Buono per la presa in carico e la disponibilità dei giovani, ma il problema è un altro. Garanzia giovani introduce la logica europea della presa in carico e ci sono stati due ordini di problemi per accompagnare i giovani al lavoro. Il primo è che abbiamo una infrastrutturazione di servizi ridotta ai minimi termini ed il secondo che le Regioni hanno preso “Garanzia giovani” per sviluppare quanto già facevano più che per innovare. Per esempio in molti casi gli strumenti di autoimpiego non sono partiti ed in altri si opera ancora con la vecchia logica del bando e non attraverso il sistema della dote. In molte regioni l’accompagnamento anche tramite servizi privati non è stato sostenuto. Anche la scarsa domanda delle imprese non aiuta, ma il conservatorismo di questi mesi di alcune regioni è preoccupante. Quanto non funziona va cambiato.

Nel suo libro Nella tela del ragno offre alcune ricette perché l’Italia esca dalla crisi. Può esporle per noi brevemente? Quanto tempo sarà necessario perchè per l’Italia sia la #voltabuona?

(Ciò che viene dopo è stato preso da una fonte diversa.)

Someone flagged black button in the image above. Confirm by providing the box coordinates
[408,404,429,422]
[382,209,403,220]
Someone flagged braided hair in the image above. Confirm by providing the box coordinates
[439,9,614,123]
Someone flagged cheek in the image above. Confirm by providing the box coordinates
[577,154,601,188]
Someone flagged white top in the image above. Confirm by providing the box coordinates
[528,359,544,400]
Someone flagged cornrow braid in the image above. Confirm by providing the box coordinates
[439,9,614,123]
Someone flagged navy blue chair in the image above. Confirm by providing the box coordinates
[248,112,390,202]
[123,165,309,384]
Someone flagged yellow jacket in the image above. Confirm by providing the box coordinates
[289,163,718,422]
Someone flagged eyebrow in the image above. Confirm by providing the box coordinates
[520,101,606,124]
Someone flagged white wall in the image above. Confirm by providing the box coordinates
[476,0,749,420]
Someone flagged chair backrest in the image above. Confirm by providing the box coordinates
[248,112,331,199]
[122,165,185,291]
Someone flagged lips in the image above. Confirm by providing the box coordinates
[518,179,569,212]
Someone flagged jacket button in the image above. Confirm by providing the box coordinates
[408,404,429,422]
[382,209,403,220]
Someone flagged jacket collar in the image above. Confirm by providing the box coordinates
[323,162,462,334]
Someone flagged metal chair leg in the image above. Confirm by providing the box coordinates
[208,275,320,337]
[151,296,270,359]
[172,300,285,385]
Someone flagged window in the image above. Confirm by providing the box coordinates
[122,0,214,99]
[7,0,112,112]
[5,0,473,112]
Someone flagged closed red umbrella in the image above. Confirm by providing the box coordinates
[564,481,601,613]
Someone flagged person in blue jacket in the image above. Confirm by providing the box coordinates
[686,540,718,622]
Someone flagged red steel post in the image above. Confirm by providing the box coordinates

Dobbiamo essere più consapevoli del nostro declino e di quanto possa essere dolce il suicidio che stiamo mettendo in atto: un paese che spende per la scuola tre volte meno che per le pensioni non va da nessuna parte. Nel mio libro io sostengo , ovviamente con dati alla mano, che l’X Factor dello sviluppo economico sia lo sviluppo umano. Sostenere la scuola, i servizi per il lavoro, l’innovazione e la creazione di impresa con maggiori investimenti. Serve poi promuovere l’export e portare più imprese a saper esportare. Va aggredito il problema del costo e delle tasse sull’energia che sta ammazzando il nostro manifatturiero e vanno fatte sul serio le riforme del mercato del lavoro: dobbiamo passare dal finanziamento della disoccupazione a quello dell’occupazione facendo in modo che tutti i titolari di trattamenti di disoccupazione e gli altri disoccupati di lunga durata che hanno finito ogni ammortizzatore siano accompagnati al lavoro con interventi di attivazione. Io sono per il lavoro di cittadinanza: il reddito di cittadinanza è una misura assistenziale costosa e culturalmente pericolosa. Un Paese con solo il 56 per cento di occupati come il nostro deve dare lavoro e non redditi.